Spinodal Decomposition of a Polymer and Ionic Liquid Mixture: Effects of Electrostatic Interactions and Hydrogen Bonds on Phase Instability
2016-01-26T00:00:00Z (GMT) by
We studied the spinodal decomposition of a homopolymer and ionic liquid mixture. Our theory accounts for the dielectric contrast and hydrogen bond between the polymer and the ionic liquid and the effect of fluctuations in the local density and electrostatic potential. We attempted to rationalize the observed shift in the critical point and the asymmetry of the observed spinodal curve by applying the self-consistent field theory and Langmuir adsorption model. The dielectric contrast between the polymer and the ionic liquid produces a shift in the critical point toward polymer-rich regions. The fluctuation effect yields drastic changes in the trend of the phase boundary. We show that both effects are marked by the appearance of inflection points in the spinodal curve.
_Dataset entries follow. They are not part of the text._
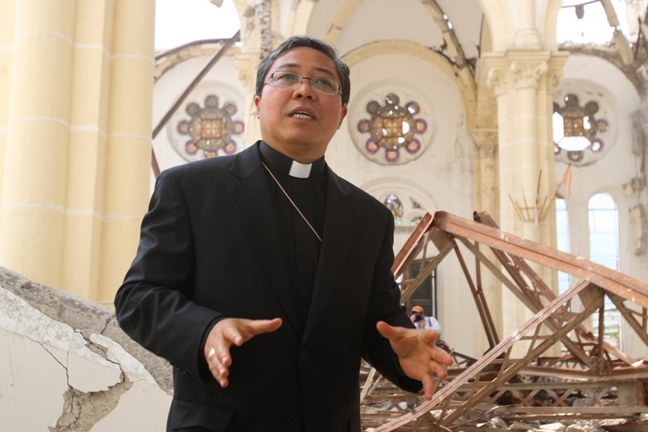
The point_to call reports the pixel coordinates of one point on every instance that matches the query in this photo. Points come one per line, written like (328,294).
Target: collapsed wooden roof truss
(592,380)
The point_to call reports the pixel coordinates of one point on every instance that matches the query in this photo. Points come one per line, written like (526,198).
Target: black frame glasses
(288,79)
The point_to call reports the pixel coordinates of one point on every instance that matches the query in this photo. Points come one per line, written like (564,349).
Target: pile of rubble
(605,425)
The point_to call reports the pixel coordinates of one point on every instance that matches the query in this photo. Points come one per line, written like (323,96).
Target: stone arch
(548,23)
(500,22)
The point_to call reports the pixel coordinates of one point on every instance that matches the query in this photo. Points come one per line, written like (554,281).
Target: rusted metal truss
(516,378)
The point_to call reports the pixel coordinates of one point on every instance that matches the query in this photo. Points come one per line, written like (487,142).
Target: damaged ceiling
(517,379)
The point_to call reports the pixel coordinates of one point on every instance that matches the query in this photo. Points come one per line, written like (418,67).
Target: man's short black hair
(308,42)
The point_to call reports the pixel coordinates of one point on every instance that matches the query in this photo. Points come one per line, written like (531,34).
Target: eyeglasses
(294,80)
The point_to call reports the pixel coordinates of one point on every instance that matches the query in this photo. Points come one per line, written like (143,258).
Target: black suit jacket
(209,249)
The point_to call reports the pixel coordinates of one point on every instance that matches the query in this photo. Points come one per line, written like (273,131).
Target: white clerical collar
(300,170)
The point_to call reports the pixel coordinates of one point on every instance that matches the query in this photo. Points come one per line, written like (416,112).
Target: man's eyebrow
(297,66)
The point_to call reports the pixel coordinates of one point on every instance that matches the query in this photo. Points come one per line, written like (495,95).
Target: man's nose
(305,89)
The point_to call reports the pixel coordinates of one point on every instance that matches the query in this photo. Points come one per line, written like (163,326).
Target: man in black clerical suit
(264,278)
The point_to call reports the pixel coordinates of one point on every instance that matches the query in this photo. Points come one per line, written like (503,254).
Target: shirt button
(291,418)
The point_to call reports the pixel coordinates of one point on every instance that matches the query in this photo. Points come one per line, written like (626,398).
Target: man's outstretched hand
(228,332)
(418,354)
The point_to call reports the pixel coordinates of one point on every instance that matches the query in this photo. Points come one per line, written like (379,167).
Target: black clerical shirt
(309,194)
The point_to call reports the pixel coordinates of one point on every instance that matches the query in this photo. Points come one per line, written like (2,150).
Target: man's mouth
(302,115)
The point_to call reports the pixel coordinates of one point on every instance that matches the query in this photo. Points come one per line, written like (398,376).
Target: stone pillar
(6,53)
(76,83)
(487,199)
(35,165)
(524,81)
(128,144)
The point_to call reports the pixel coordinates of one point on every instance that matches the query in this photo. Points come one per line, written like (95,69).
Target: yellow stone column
(127,162)
(35,163)
(524,81)
(487,199)
(6,54)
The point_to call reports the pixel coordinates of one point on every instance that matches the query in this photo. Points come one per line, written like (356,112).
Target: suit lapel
(339,228)
(252,197)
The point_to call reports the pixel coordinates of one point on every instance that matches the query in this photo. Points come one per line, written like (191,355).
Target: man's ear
(343,114)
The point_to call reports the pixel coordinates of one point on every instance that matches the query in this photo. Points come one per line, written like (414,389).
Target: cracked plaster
(66,366)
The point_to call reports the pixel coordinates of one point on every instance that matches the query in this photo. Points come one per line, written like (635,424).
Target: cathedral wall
(66,366)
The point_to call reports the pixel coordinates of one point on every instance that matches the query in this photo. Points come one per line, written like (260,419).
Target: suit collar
(341,220)
(260,218)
Although hydrogen bonding also yields similar effects, the spinodal curve rather exhibits a double-well structure or relatively flat structure when combined with the solvation energy of ions. Hydrogen bonding, ion solvation, and the fluctuation have equal significance on the magnitude and trend of the spinodal curve. Our theory provides strategies to dissolve low-dielectric polymers in ionic liquids by altering the dielectric constant of ionic liquids and employing hydrogen bonding.